You might have heard about the new Windows Terminal. The new Windows Terminal is open-source and it comes with a couple of improvements which are coming to the new Windows Terminal like; multiple tabs support, GPU accelerated DirectWrite/DirectX-based text rendering engine, advanced configuration settings, and much more. Besides running shells like PowerShell Core, Windows PowerShell, Windows Subsystem for Linux 2, you can also run Azure Cloud Shell.

Manage additional Microsoft services

PowerShell Modules

As mentioned before, Cloud Shell has a lot of third-party tools installed. It also has some extra Microsoft PowerShell modules and tools to manage not only Azure but also other Microsoft services. This means it becomes a real Microsoft Cloud Shell to manage all sorts of services, servers, applications, and tools.

As of today, you get the following PowerShell modules:

  • Azure AD Management (Preview)
  • Exchange Online (In development)
  • MicrosoftPowerBIMgmt
  • SqlServer

Use Git repositories in Cloud Shell

Cloud Shell Git Repo

At the beginning of this blog post, I showed you how you can upload and download files. This is great if you want to run a quick script, but if you’re going to work a little bit more serious, you might have a Git repository, where you store your files. I store my personal scripts in an Azure DevOps repository. It comes with Git pre-installed, and you can clone a repo to your cloud drive.

You can also use GitHub or any other repository as long as it is reachable from Azure.

To clone a Git repository, you need to create a personal access token and use it as the username. You can clone the repo like this:

git clone https://&lt;your-access-token&gt;@github.com/username/repo.git

Preview Web Apps with Web Preview

The Azure Cloud Shell Web preview feature allows you to run web applications on the Cloud Shell container instance and preview them before you deploy them. You can run web applications that listen to HTTP requests on the Cloud Shell from port 1025-8079 and 8091-49151.

Cloud Shell Configure Port Web Preview

This will allow you to map a port and access it from your browser. If you want to know more about the web preview feature, check out my blog post.

Azure mobile app

Cloud Shell on Azure mobile app

If you have the Azure mobile app for iOS or Android, you can manage your Azure resources directly from your mobile. If you look closer, you will also find the option to run Cloud Shell within the Azure mobile app, which gives you access to the shell from anywhere.

Integration with Microsoft Docs

Cloud Shell in Azure Docs

Another great thing is the direct integration into the Microsoft docs pages.
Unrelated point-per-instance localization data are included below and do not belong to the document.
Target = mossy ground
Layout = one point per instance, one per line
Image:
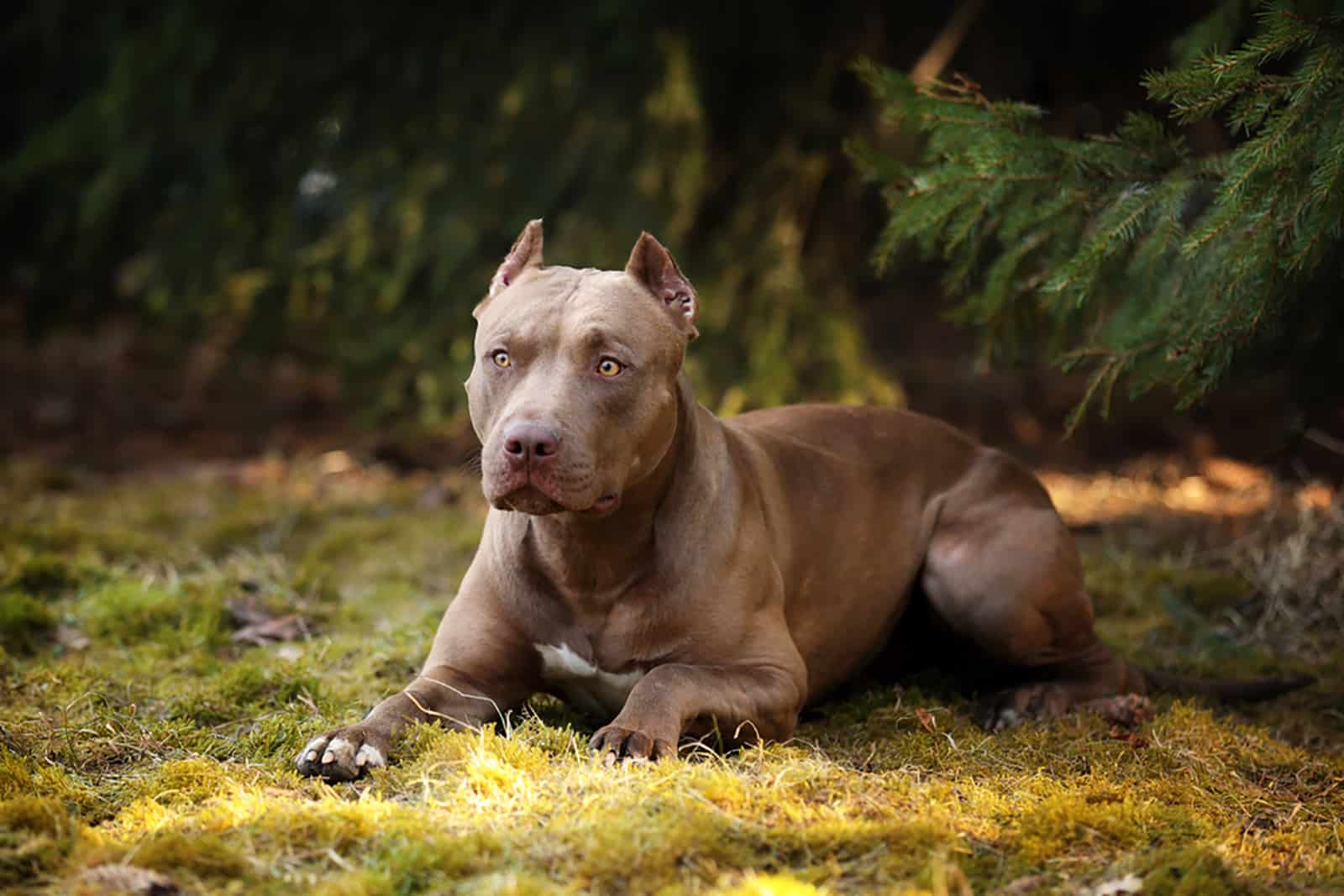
(165, 746)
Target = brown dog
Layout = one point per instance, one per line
(649, 562)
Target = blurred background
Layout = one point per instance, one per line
(246, 228)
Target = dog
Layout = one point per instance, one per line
(674, 574)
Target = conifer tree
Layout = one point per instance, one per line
(1126, 253)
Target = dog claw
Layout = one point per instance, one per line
(342, 757)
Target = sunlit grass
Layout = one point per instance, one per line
(165, 746)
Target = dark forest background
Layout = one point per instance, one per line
(232, 226)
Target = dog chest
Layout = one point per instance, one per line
(582, 684)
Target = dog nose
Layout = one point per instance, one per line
(530, 443)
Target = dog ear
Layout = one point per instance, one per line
(526, 254)
(654, 266)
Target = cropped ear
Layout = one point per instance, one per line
(654, 266)
(526, 254)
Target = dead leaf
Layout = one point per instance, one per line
(1021, 887)
(128, 879)
(1126, 711)
(1126, 884)
(248, 611)
(288, 627)
(71, 638)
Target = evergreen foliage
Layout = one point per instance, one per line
(1129, 253)
(338, 181)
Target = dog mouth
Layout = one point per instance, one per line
(534, 501)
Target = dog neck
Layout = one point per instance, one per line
(595, 560)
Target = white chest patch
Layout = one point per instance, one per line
(584, 685)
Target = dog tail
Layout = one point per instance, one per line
(1234, 689)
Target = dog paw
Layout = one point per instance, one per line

If you are opening the Azure documentation, you will not only find the information, you have a “try it” button, which directly opens up Cloud Shell in the documentation page.

Microsoft Learn

Microsoft Learn Sandbox

If you want to learn more about Cloud Shell or other Microsoft services, check out the Microsoft Learn platform. This is not only a guide which shows you how to use the specific services; it directly integrates into Microsoft Learn. You can use the following links to learn about Azure PowerShell and Azure CLI:

Costs and Pricing

The great thing, it is free; the costs behind it are coming from the Azure File Share and the storage you consume. Billing is based only on the Azure Files share used to persist your data. Your total costs depend on how much you store, the volume and type of storage transactions and outbound data transfers, and which data redundancy option you choose.

I hope this was useful and that you learned more about Cloud Shell. Try it and if you have any questions, let me know!